The young missionaries receive transfer assignments about every 12 weeks, depending on new missionary arrivals and various needs.  That is a fact of life for them.  Senior missionaries typically stay in one place their entire mission.   We have been the exception, because we spent a month in Osijek before being pulled back to Zagreb where COVID-19 restrictions kept us at the mission home for 2 1/2 months, and then we were assigned to Maribor, because there were no seniors here, and in this area where there are few local leaders they count on seniors to fill the gap.  We expect to stay here, now.
  Transfers were announced this week, and we do get to stay.  However, Elder and Sister Goimarac are being re-assigned from Croatia to Bosnia, where he will be the ecclesiastical leader for  all the units there.  This impacts our auditing work because they are auditors.  Fortunately, they have completed the audits in Bosnia already, and we can do the two audits in Croatia they were assigned to do.  His calling as Branch president means he can't do any more auditing in Bosnia.
    Our two amazing elders in Maribor are also going away.  Elder Christiansen has completed his mission and will be going home and on to BYU.  Elder Kunzler is being assigned to Celje (45 minute drive away from Maribor), so we will still see him regularly, but not as often as we see him now.  Those two have been an inspiration for their focus on their work, and their positive attitudes.
    Two sisters will be assigned to work in Maribor.  One of them is a new missionary, one of the first to do their MTC training while under the restrictions of COVID-19.  They did much of their study remotely.  They have also been in regular touch with the elders and sisters already here, for language training via ZOOM.    In the end, they were allowed to come earlier than planned and will complete their language and other training while in the field.  Yeah!  We are delighted to get them early, because we are short-handed.
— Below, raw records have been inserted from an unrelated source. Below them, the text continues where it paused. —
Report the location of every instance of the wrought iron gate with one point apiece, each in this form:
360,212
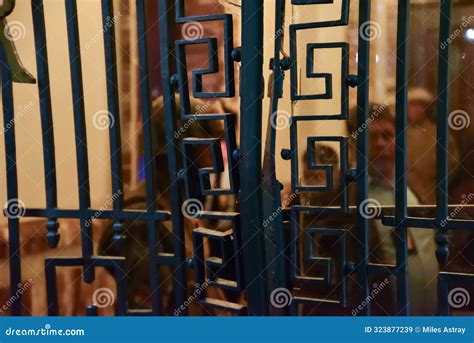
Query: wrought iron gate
264,255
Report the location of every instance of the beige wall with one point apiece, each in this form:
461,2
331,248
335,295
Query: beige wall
324,63
28,129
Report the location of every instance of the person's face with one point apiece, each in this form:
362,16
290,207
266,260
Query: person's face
382,144
416,112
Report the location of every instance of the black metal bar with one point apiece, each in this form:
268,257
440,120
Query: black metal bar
166,12
46,120
250,151
80,134
401,156
12,184
108,24
442,251
150,178
362,248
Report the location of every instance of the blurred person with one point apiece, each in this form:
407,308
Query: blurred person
135,245
422,264
422,138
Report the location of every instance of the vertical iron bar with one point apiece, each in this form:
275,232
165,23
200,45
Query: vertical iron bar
401,156
114,114
150,178
362,258
442,251
250,164
166,15
12,183
80,135
46,119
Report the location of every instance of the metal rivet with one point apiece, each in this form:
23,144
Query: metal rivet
352,81
286,63
236,55
286,154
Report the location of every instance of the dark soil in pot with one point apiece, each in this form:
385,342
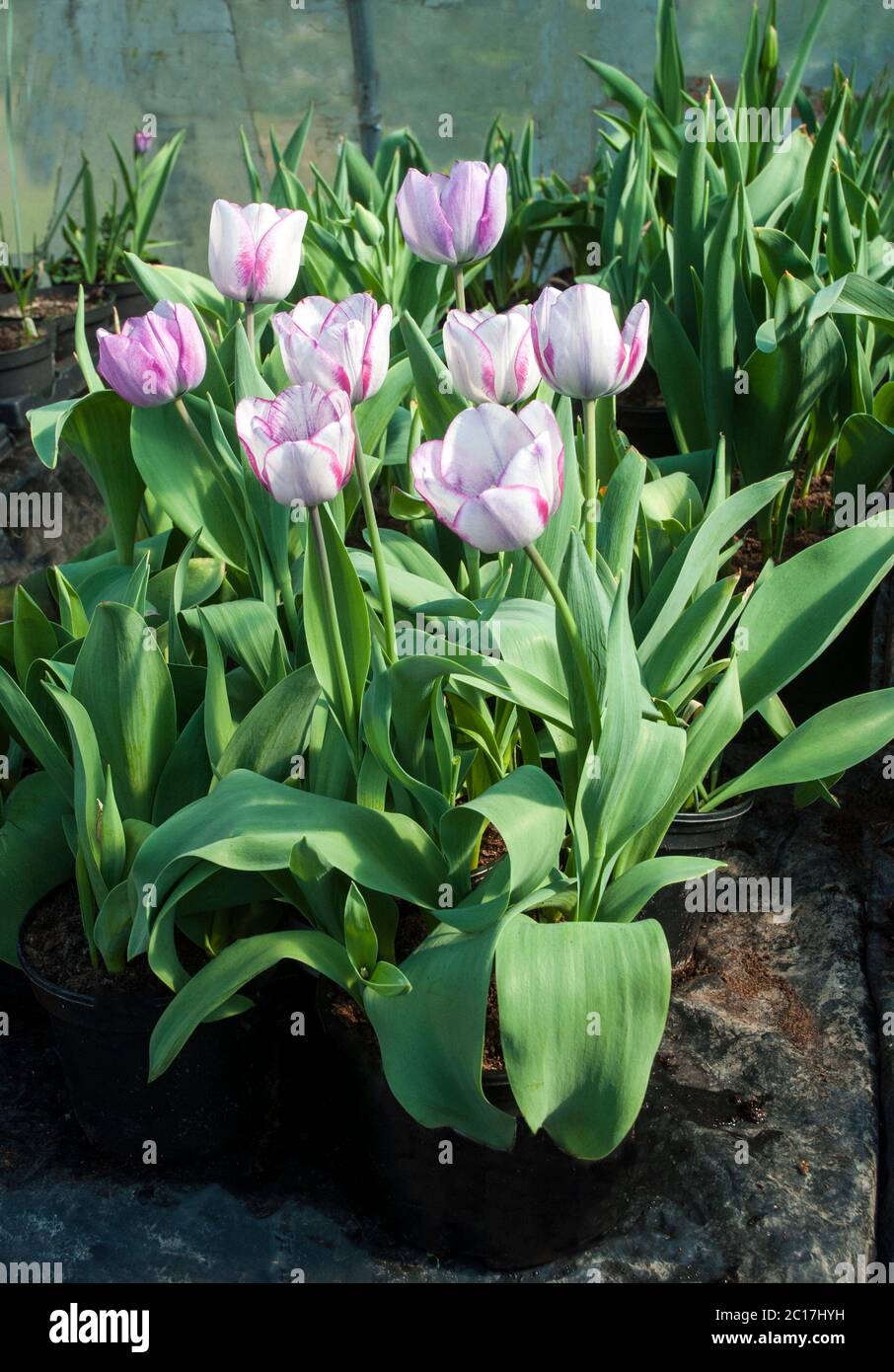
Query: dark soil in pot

Photo of Piran we took just because the buildings were such pretty pastel colors.  They aren't painted.  The color is added to the stucco.

    The level of COVID-19 infection in the mission is very low, especially in Croatia and Slovenia.  The governments have been very proactive about imposing reasonable restrictions early.  People generally are quite good about complying with the rules, wearing face masks, keeping social distance, and so forth.  To quote the Slovenia website:   "Hand sanitation and face masks or scarves are still obligatory in indoor public spaces, as well as on public transport.   Despite the gradual relaxation of protective measures, all larger public gatherings are still prohibited in Slovenia."  
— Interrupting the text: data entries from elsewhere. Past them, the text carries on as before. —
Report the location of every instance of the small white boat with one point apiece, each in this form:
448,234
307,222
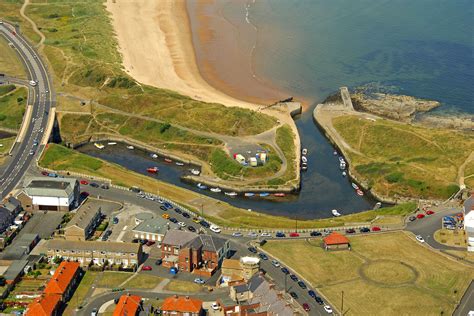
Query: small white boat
201,186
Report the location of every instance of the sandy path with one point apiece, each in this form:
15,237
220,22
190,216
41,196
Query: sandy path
156,45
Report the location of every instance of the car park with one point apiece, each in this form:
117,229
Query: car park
420,238
199,281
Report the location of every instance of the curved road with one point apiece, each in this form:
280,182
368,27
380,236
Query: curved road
24,152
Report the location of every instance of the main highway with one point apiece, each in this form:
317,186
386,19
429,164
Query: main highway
42,99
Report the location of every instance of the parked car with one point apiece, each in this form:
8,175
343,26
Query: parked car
306,307
199,281
419,238
328,309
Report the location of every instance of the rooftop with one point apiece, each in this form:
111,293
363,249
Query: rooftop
183,304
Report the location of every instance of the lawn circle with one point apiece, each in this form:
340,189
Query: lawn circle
388,273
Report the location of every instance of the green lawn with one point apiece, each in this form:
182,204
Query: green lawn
398,274
423,165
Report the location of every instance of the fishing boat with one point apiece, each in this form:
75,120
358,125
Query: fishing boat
152,170
201,186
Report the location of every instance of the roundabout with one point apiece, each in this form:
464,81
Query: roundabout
388,273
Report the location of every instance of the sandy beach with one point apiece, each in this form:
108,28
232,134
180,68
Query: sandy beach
156,45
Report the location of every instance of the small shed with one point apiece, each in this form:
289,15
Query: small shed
336,241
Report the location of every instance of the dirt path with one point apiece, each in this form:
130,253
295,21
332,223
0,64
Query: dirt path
33,24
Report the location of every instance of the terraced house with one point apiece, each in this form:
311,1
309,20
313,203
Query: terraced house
126,255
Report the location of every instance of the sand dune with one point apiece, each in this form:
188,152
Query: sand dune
156,44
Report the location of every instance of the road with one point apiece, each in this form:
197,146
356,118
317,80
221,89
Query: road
24,153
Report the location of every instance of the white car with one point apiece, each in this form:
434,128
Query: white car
216,229
328,309
419,238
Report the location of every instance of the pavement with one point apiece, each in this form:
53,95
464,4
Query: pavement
24,153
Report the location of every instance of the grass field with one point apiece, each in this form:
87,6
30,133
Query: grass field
60,158
423,165
385,274
12,106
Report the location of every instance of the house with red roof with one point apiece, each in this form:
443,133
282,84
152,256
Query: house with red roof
182,305
336,241
46,305
128,305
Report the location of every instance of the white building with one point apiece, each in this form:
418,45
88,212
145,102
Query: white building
56,194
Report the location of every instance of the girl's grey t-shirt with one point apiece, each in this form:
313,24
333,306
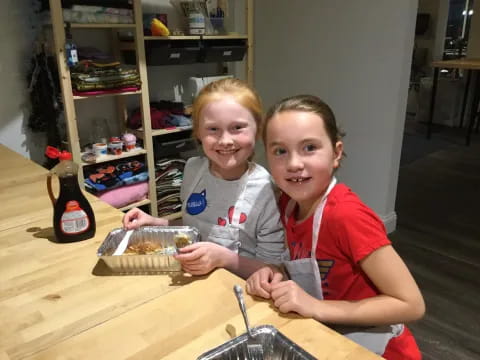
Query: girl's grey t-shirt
260,231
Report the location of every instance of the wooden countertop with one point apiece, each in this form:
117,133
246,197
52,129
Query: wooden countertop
57,301
472,64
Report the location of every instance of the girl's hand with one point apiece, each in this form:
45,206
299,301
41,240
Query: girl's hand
202,257
135,218
288,296
260,282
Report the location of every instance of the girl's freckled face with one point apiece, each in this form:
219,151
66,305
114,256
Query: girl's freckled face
227,132
301,155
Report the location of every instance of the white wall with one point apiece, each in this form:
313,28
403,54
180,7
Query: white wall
434,38
473,50
17,31
356,56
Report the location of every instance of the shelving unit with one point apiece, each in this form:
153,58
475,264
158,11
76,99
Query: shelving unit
69,99
138,46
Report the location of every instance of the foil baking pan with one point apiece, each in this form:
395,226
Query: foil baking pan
276,346
164,239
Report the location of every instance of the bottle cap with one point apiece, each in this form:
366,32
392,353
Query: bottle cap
54,153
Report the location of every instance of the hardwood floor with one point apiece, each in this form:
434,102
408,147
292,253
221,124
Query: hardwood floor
438,236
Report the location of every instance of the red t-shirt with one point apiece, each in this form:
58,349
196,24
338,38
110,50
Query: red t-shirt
349,232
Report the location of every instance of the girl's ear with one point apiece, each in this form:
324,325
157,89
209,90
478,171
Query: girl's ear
338,153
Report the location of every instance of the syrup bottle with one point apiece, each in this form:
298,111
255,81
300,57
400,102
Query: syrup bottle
73,218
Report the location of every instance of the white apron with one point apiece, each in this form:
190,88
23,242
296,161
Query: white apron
306,274
228,235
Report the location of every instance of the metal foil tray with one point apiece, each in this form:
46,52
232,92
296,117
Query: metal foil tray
161,237
276,346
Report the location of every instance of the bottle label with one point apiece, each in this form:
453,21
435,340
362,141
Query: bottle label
74,220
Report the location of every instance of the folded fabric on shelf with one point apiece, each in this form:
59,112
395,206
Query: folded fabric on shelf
169,176
108,177
125,195
88,75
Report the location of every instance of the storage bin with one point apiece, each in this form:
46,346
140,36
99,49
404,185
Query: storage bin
223,50
167,52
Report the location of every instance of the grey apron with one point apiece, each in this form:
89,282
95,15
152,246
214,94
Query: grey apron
306,274
228,235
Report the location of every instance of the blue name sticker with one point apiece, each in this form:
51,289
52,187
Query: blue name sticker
196,203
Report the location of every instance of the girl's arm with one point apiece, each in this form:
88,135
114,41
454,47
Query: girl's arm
400,300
    They do NOT worry about face masks very much when outdoors, so we occasionally get in an uncomfortable situation where we don't have a face mask on and a large-ish group passes us on a walking trail.  I hold my breath and hope for the best.  Happily, these moments are infrequent.  The most worrisome of these events is when I can detect bad breath - that is TOO close!
   The saddest part of the ongoing restrictions is that we can't hold our regular church services.  That is especially sad, because the church next to us, "Emmanuel", continues to hold large meetings.  Our doors are in the same vestibule on the side of the building.  Their door is on the south side and ours is on the north, so our doors face each other, about 10 feet apart.  We see them in there without face masks, and making lovely music as they sing together.  Being rule followers, we wear masks in the church and only have an invitation-only, 10-minute meeting for people who otherwise can't get the sacrament.  After that, they can join the Zoom Slovenia church service conducted by the District President.

One reason people here are willing to wear masks and tolerate the other restrictions is that they still have disturbing historic memories of the Bubonic Plague.  Just up the hill from us is the "Plague Column", which is a monument commemorating the end of the 1184 AD plague event that killed a third of the population of Maribor.  Piran, the city we visited Monday, was an Italian town whose population was essentially wiped out by plague and the city was abandoned.  Slavic people re-populated it a few years later, and remain to this day.  COVID-19 isn't as bad as that, but it is in peoples' minds when they hear that masks are required.